Turnover is most acute in the male corps, but only one of the newbies, Naseeb Culpepper, appeared in the premiere of "Rhapsodic Dances", set to Rachmaninoff’s most famous rhapsody with five color-coded couples and some distinctly classical touches. Although six-year vet Addul Manzano was on board — and reliably brilliant in his new close-cropped haircut — it was David Ingram, with a year less of seniority, who drew company doyenne Tracy Gilchrest as his partner for the climactic Variation #18 on the theme by Paganini. Predictably decked in scarlet for this signature outpouring of orchestral romanticism, Gilchrest reigns supreme in elegance, with the gilded Sarah Hayes Watson clacking at her heels. Meanwhile Anna Gerberich, in her seventh season, seems to be emerging as the company soubrette.

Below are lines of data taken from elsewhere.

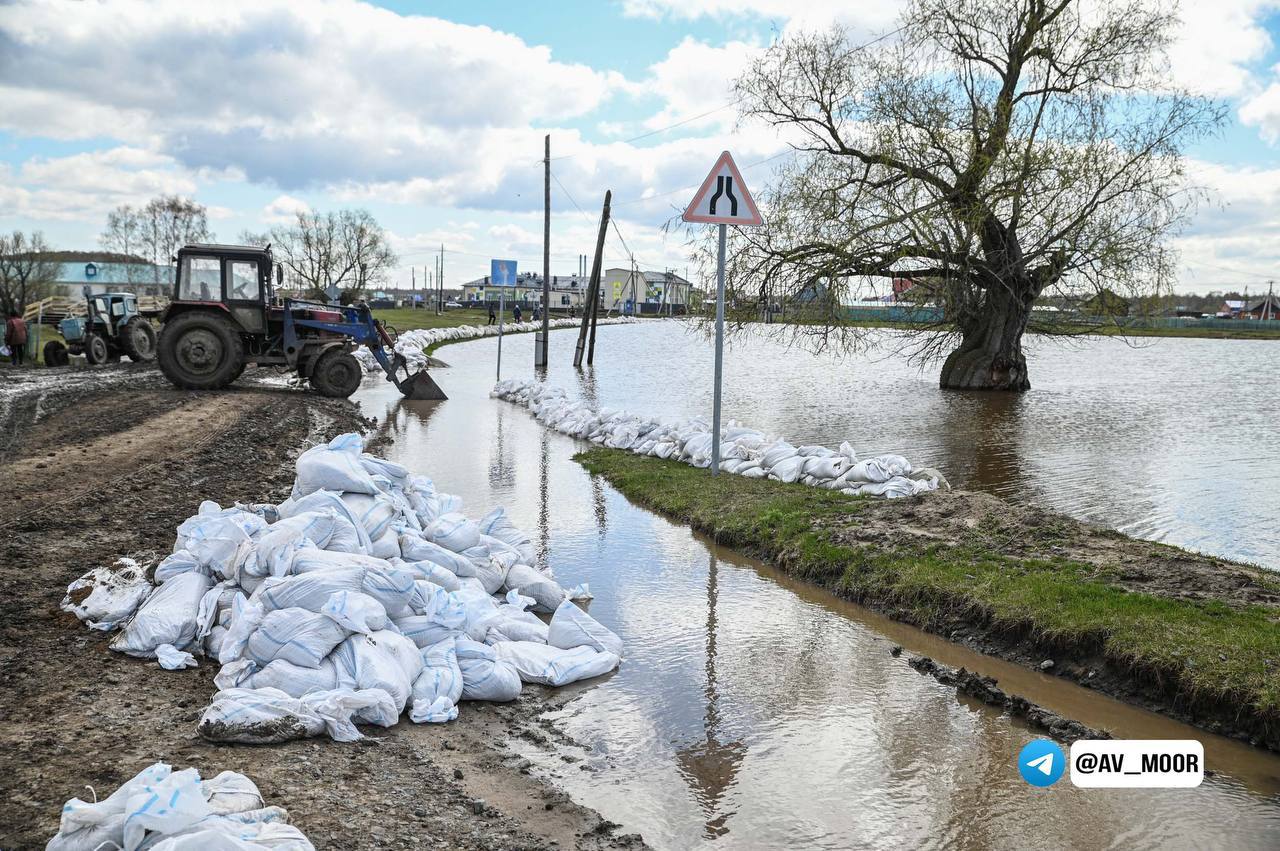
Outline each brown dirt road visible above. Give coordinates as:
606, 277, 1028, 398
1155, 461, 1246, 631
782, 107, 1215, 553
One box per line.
0, 366, 642, 850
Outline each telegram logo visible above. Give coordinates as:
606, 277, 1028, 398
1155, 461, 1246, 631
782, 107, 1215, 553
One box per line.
1019, 739, 1065, 787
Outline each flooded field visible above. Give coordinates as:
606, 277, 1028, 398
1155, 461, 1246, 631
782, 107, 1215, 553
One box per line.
355, 326, 1280, 850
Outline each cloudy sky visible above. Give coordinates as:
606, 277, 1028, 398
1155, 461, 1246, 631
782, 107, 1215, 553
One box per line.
4, 0, 1280, 294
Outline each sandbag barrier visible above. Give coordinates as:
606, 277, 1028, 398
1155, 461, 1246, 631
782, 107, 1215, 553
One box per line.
491, 378, 949, 498
61, 433, 624, 751
46, 763, 315, 851
352, 317, 638, 373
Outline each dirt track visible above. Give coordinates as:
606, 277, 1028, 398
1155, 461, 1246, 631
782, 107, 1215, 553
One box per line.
0, 366, 642, 850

Gerberich and Watson were certainly standouts in Mark Diamond’s lascivious take on Ravel’s Bolero. With Carmazzi out in the audience with Janes and child, the math worked out perfectly as the remainder of the female corps threw themselves into Diamond’s provocative analogy to Ravel’s exquisitely extended crescendo: seven seductive Latinas gradually rousing their men from siesta. That was no siesta when all the pelvic beckonings worked their magic. If anything, Diamond’s sizzler burned even hotter than its 2008 debut. The new guys smoldered with responsive energy and caught fire.

What Bonnefoux should have remembered, however, is that Bolero was the rousing finale when it was first introduced four springs ago. It’s a tough act to follow, musically and choreographically. So last week’s finale, William Forsythe’s "In the Middle, Somewhat Elevated", was noticeably less compelling to the eye and ear. The main knock against it was the jackhammer score by Thom Willems, about as soothing as banging your head against a stone wall. Simulating the randomness, the spontaneity, and the interactions of professional dancers at a studio rehearsal session, the whole concept was rather low-key and cerebral in the wake of Bolero.

With Gilchrest, Ingram, and Alessandra Ball so utterly right in their central roles, "Elevated" reminded us that NCDT does theatre at the same lofty level as they do dance. But if you know of anyone who has that Willems score on his iPod, please report him immediately to the proper authorities.